I have written on a number of occasions [like here] about the non-ideal nature of standard programming languages for embedded applications. A specific aspect that can give trouble is control of optimization …
Optimization is a big topic. Broadly it is a set of processes and algorithms that enable a compiler to advance from translating code from [say] C into assembly language to translating an algorithm expressed in C into a functionally identical one expressed in assembly. This is a subtle, but important difference. Again, I have explored this before.
A key aspect of optimization is memory utilization. Typically, a decision has to be made in the trade-off between having fast code or small code – it is rare to have the best of both worlds. This decision also applies to data. The way that data is stored into memory affects its access time. With a 32-bit CPU, if everything is aligned with word boundaries, access time is fast; this is termed “unpacked data”. Alternatively, if bytes of data are stored as efficiently as possible, it may take more effort to retrieve data and hence the access time is slower; this is “packed” data. So, you have a choice much the same as with code: compact data that is slow to access or a bit of wasted memory, but fast access to data.
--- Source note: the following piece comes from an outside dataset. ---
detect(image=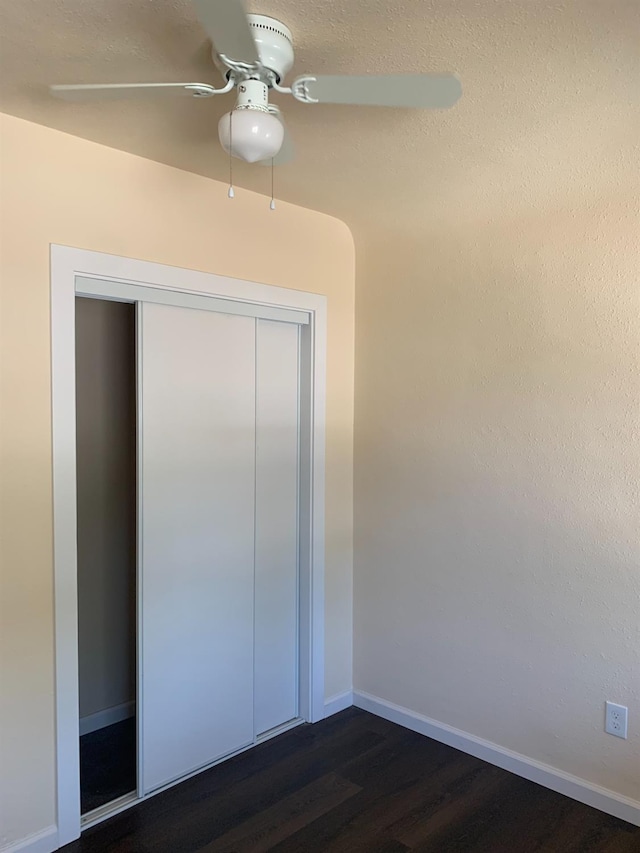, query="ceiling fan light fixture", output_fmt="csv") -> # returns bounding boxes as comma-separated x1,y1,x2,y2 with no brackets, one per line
218,107,284,163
Most embedded compilers have a switch to select what kind of code generation and optimization is required. However, there may be a situation where you decide to have all your data unpacked for speed, but have certain data structures where you would rather save memory by packing. Or perhaps you pack all the data and have certain items which you want unpacked either for speed or for sharing with other software. For these situations, many embedded compilers feature two extension keywords – packed and unpacked – which override the appropriate code generation options. It is unlikely that you would use both keywords in one program, as only one of the two code generation options can be active at any one time.
Colin,
One other point worth mentioning – something that surprised me when I first observed it…
Sometimes optimizing for size can actually result in improved performance (speed) as well. Although I guess the “size” is really more “code size” than data size, but I’ve still seen it work that way.
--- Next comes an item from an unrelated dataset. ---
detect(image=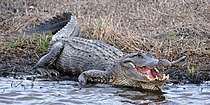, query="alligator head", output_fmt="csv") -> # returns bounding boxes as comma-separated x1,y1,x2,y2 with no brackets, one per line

A somewhat contrived example… suppose you have a switch statement with cases for ‘A’ through ‘Z’… and suppose the (dumb) compiler implements it as a series of cascaded if-else statements (I did mention this was a “contrived” example with a “dumb” compiler, didn’t I?)
When told to optimize for (code) size, it would probably use a jump table, which would also run faster.
I’ve seen more intricate real-world examples of this effect, unfortunately I don’t have any at hand, hence my silly example. But I wanted to mention this because most of my experience & intuition is that when it comes to optimization, you have to “Rob Peter to pay Paul” — but that isn’t always the case.
I did a course on Embedded Software Optimization, including a case study from Mentor, a couple years back. The course is located here:
http://www.eetimes.com/electrical-engineers/education-training/courses/4000148/Fundamentals-of-Embedded-Software-Optimization
Thanks for the input Dan.
I wrote about switch statement optimization a while back: https://blogs.mentor.com/colinwalls/blog/2009/05/27/assembly-language-is-always-smallestfastest-not/
BTW, that course you referenced is not from Mentor, but is good anyway.
Hi Colin,
I guess I wasn’t clear. I didn’t mean to imply that Mentor sourced / authored the course (I did), but if you go to slide 38, the start of the case study, you’ll see it involves Nucleus & the Mentor tools (compiler, Edge Suite profiler, etc.)
Ah right. I see. I didn’t go through all the slides. Thanks for the clarification.